Увидев, как женщины заходят в дом с простынями и полотенцами, я немедленно улетел в Лас-Вегас.
Я отпер свою квартиру, вошел в гостиную и взялся за телефон. Руки у меня немного дрожали. Девять лет я ждал и следил, как паук под потолком или мышь за плинтусом. Я изо всех сил старался не дать Долану малейшего повода подумать, что муж Элизабет еще интересуется им — абсолютно пустой взгляд, которым он окинул меня в тот день, когда я миновал его поврежденный «кадиллак» по дороге в Лас-Вегас, как я ни был взбешен тогда, стал для меня справедливым вознаграждением.
Но теперь придется рискнуть. Я вынужден рисковать, потому что не мог быть в двух местах одновременно и мне крайне необходимо знать, едет ли Долан и когда объезд должен временно исчезнуть.
В самолете я составил план. Я считал, что он сработает. Я сделаю так, что он сработает.
Я набрал справочную Лос-Анджелеса и узнал номер фирмы бытовых услуг «Большой Джо». Я позвонил туда.
— Это Билл из ресторана «Ренниз», — сказал я. — Нам заказали ужин на субботу по адресу 1121, Астер-драйв в Голливуде. Я хотел бы, чтобы одна из ваших девушек проверила, стоит ли большой кубок мистера Долана в шкафу над камином. Не окажете ли мне любезность?

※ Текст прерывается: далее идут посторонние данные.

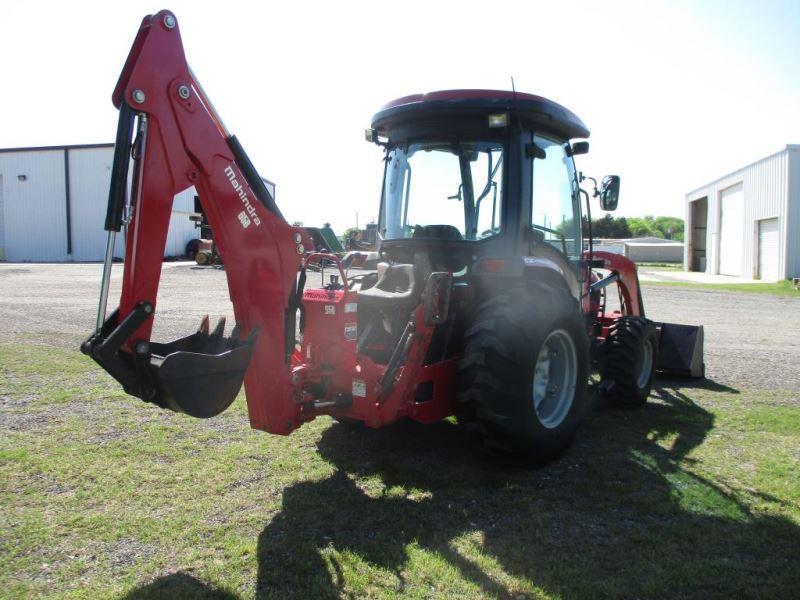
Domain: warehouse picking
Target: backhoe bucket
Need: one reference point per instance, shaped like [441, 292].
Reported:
[680, 350]
[199, 375]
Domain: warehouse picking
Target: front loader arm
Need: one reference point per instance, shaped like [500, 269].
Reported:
[182, 142]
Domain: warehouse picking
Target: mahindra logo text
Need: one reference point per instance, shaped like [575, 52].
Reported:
[248, 208]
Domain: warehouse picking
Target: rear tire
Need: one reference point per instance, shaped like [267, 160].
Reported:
[523, 378]
[203, 257]
[631, 354]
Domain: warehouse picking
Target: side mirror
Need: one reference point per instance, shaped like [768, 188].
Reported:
[578, 148]
[609, 192]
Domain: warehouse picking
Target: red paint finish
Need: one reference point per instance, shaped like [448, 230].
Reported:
[628, 281]
[186, 146]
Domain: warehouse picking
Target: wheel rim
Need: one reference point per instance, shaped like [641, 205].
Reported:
[644, 366]
[554, 378]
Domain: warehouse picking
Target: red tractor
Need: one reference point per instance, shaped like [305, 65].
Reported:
[488, 305]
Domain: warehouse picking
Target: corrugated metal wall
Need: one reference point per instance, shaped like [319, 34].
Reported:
[33, 206]
[792, 229]
[765, 185]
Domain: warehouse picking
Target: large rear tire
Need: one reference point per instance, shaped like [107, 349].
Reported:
[631, 354]
[523, 377]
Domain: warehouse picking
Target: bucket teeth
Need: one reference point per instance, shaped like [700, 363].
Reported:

Меня попросили подождать. Я ждал, хотя с каждой бесконечной секундой все больше утверждался в мысли, что он что-то учуял и с другого аппарата запрашивает телефонную компанию.
Наконец — после бесконечного ожидания — он вернулся. Голос его звучал удрученно, но для меня все было в порядке. Именно так я и хотел, чтобы он звучал.
— В субботу вечером?
— Да, именно так. Но у меня нет кубка такого размера, какой им может потребоваться, разве что придется обзванивать весь город, а по-моему, у него есть такой кубок для пунша. Я хотел просто проверить.

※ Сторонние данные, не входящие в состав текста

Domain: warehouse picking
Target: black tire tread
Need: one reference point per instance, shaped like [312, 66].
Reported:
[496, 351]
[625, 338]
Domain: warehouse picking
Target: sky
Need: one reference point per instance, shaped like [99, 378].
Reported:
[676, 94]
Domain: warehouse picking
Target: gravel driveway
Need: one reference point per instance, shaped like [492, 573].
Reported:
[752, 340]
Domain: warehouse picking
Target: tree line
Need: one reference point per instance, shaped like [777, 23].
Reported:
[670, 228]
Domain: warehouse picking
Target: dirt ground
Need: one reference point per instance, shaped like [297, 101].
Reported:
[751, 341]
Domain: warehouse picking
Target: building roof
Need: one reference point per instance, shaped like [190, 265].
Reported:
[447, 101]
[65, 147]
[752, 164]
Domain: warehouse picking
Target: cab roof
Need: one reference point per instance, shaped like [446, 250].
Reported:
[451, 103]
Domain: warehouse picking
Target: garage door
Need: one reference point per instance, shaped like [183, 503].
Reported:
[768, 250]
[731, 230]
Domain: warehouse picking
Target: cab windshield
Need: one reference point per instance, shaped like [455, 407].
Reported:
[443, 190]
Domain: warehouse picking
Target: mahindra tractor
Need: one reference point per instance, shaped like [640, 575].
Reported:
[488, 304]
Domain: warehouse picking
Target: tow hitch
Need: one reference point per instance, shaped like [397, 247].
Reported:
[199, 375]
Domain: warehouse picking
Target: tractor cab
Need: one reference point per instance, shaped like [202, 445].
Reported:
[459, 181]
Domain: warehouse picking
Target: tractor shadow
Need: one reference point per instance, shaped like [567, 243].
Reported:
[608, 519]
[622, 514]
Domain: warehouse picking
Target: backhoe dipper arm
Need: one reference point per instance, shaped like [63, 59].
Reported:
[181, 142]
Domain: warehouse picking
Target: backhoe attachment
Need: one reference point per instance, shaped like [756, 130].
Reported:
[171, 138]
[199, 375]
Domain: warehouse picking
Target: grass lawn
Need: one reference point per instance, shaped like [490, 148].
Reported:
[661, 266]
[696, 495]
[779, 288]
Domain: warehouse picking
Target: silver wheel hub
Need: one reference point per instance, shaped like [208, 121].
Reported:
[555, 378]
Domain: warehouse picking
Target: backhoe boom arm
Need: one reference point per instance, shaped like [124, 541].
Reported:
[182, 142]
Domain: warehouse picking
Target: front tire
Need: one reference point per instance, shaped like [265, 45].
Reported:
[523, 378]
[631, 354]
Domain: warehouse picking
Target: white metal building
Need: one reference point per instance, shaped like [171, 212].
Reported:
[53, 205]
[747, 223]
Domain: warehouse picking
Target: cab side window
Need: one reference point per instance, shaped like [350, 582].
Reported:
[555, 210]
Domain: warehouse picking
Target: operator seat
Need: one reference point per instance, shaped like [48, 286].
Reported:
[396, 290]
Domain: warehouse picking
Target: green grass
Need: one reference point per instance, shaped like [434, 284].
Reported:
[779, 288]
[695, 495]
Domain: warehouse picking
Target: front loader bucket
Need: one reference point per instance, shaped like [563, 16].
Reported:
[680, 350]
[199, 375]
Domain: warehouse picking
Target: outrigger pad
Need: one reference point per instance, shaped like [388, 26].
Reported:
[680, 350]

— Слушайте, уважаемый, согласно моему заказу, мистер Долан ожидается только к трем часам дня в воскресенье. Я с удовольствием поручу моим девушкам проверить, как обстоят дела с вашим кубком, но сперва мне нужно выяснить этот вопрос. Мистера Долана не нагреешь, извините за выражение…
— Абсолютно с вами согласен, — произнес я.
— А если он собирается появиться днем раньше, мне придется добавить туда еще девушек.
— Разрешите, я проверю, — поспешно вставил я. Передо мной на столе лежала хрестоматия для третьего класса «Все пути открыты». Я схватил ее и зашуршал страницами так, чтобы было слышно в трубке.
— О, простите, — проговорил я. — Я ошибся. Он созывает народ в воскресенье вечером. Глубочайшие извинения. Вам, наверное, хочется набить мне морду?
— Нет. Слушайте, оставьте ваш телефон — я позвоню девочкам и прикажу им проверить…
— Не нужно, раз это будет в воскресенье, — небрежно ответил я. — В воскресенье утром мой большой кубок для пунша вернется со свадьбы в Глендейле.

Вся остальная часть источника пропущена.